グラフィック・デザインの領域で国際的に知られるサイトウ・マコトさんによる国内初の大規模な個展「サイトウ・マコト展:SCENE[0]」が8月2日より、金沢21世紀美術館(金沢市広坂1、TEL 076-220-2800)で開催されている。
サイトウさんが絵画作品を発表するのは初めて。コンピューターを使った「デジタル・ペインティング」で人間のさまざまな表情を描き出しているのが特徴。
1970年代よりグラフィック・デザインに携わり、世界30以上の美術館に作品が所蔵されるなど、グラフィック・デザイナーとして確固とした地位を築いてきたサイトウさんだが、1990年代半ばよりデザイン活動の傍ら絵画の研究を始め、今回の出展作品の原型となる作品を制作し始めた。

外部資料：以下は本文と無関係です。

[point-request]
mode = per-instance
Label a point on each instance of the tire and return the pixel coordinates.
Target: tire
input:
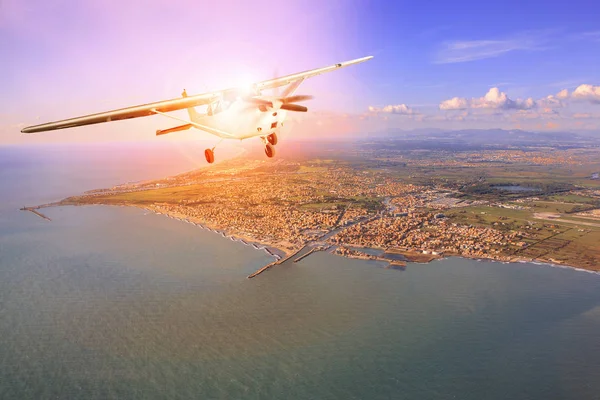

絵画作品の対象として選んだのは、映画作家や映画のワンシーン。「制作の過程で、元の人間から離脱して自分の意思とはかけ離れた人格に変容し、そこから別の物語が生まれていくのが面白かった」(サイトウさん)というように、デジタル・ペインティングによって導き出された多様な人間像が、1枚1枚のキャンバスに映し出されている。展示作品数は約50点。
「機械的なものをアナログ的にやりたかった。コンピューターにマチエール(質感)があるかという新しい部分に挑戦し、最後はペインティングに落とし込んだ。これは第一歩だとしても、ここまでコンピューターを使ってペインティングを意識したものは世界中にないと豪語していいし、それをここ数年間で証明する自信がある」(サイトウさん)。
開催時間は10時~18時(金曜・土曜は20時まで)。月曜と9月16日、10月14日は閉場(9月15日・22日、10月13日、11月3日は開場)。11月3日まで。